Hospice services can be provided to a terminally ill person wherever they live. This means a patient living in a nursing facility or long-term care facility can receive specialized visits from hospice nurses, home health aides, chaplains, social workers, and volunteers, in addition to the care and services provided by the care facility. The hospice and the care facility will have a written agreement in place.
If the patient cannot stay at home due to an increasing care need, and requires a different place to stay during the final phase of life, a growing number of hospice programs have their own hospice facilities, or have arrangements with freestanding hospice houses, hospitals, or inpatient residential centers to care for patients who cannot stay where they usually live. These patients may require a different place to live during this phase of their life. However, care in these settings is not covered under the Medicare or Medicaid Hospice Benefit. It is best to find out well before hospice may be needed if insurance or any other payer covers this type of care.

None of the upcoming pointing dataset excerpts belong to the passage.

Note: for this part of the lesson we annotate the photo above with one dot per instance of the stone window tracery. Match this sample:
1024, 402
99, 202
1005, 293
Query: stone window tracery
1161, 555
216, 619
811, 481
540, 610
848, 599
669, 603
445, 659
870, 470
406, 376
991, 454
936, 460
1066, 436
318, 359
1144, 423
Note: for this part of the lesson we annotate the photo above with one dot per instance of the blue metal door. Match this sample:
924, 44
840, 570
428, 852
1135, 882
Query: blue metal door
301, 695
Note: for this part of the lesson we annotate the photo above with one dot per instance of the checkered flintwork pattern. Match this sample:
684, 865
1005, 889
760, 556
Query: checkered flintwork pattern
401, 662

Yes. Hospice programs must meet state licensure requirements in order to provide care. In addition, hospices must comply with federal regulations in order to be approved for reimbursement under Medicare. Hospices must periodically undergo inspection to be sure they are meeting regulatory standards, and to maintain their operating license.
Many hospices use tools to determine how well they are doing in relation to quality hospice standards. Most programs use family satisfaction surveys to get feedback on their programs. To help hospice programs ensure they are providing quality care and service, the National Hospice and Palliative Care Organization has developed recommended standards entitled ‘Standards of Practice for Hospice Programs’.
There are also voluntary accreditation organizations that evaluate hospice programs. These organizations survey hospices to find out if they are providing care that meets defined quality standards. These reviews take into account the customary practices of the hospice, such as policies and procedures, medical records, personal records, and evaluation studies. In many cases, the reviews include visits to patients and families who are currently under care of that hospice. A hospice program may request to obtain accreditation from one of these organizations.